I spent a year in mission in our house in Budapest, sharing with Carlo, Alessandro, and Michele the life and activities of the parishes entrusted to us: Christ the King, St. Stephen, and St. Anne.
Just over a year ago, a group of high school students began to gather around Fr. Michele, enthralled by the enthusiasm of one of them who had met GS participating in the vacation of the German community. Coming back from Germany, he wanted to share the same experience with his friends in Budapest. For me, one of the most beautiful gifts of this year was following, together with Michele, the first steps of this new adventure.

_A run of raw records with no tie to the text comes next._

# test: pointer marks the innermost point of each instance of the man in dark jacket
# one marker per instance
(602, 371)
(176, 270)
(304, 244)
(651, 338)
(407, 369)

Last fall, we began to read together Lord of the Rings to reawaken in ourselves the desire to live a full life that is not blocked by fear and fatigue and for a companionship that always accompanies us. We proposed to meet every Saturday to study, play games, or go on a hike, to discover together that this companionship exists.
For a few months in the spring, the pandemic prevented us from meeting all together so Michele and I decided to maintain the relationship with the kids by going to visit them personally. Every week, we went to visit one or two of them at home, calling on the intercom and inviting them to come down for a walk along the Danube. Michele was attentive to each of them, inviting them to tell us something positive. Starting from this, he helped them to judge the week that they had lived.
With much irony because of my limited knowledge of Hungarian, which I had been studying only for a few months, I forced myself to follow the flow of the conversation and to try to say a few phrases. I often felt inadequate and I was tempted to think that, non being able to express myself with words, I wouldn’t be able to communicate anything meaningful to them. Then I would think back to charitable work, above all the two years spent at the pediatric hospital Bambin Gesù in Rome, where I was educated to look at myself and others without calculations, to give my time letting go of the pretense of solving every problem, sharing life with the people I met.
In his splendid theatrical adaptation of the Book of Job, Fabrice Hadjadj has Elifaz, rushing to his friend’s deathbed, say: “I am here to help you”. But Job replies: “Can’t you just be here?”. When I see the faces of our kids so happy because of a gesture so simple, I find myself grateful to be almost forced to “just be here”. I didn’t go to Hungary to do something but to discover the beauty of making all of life a gift, to truly, freely say, “I am here for you”.
I’m Here for You
Visiting the GS kids door-to-door during lockdown, in Budapest, Hungary.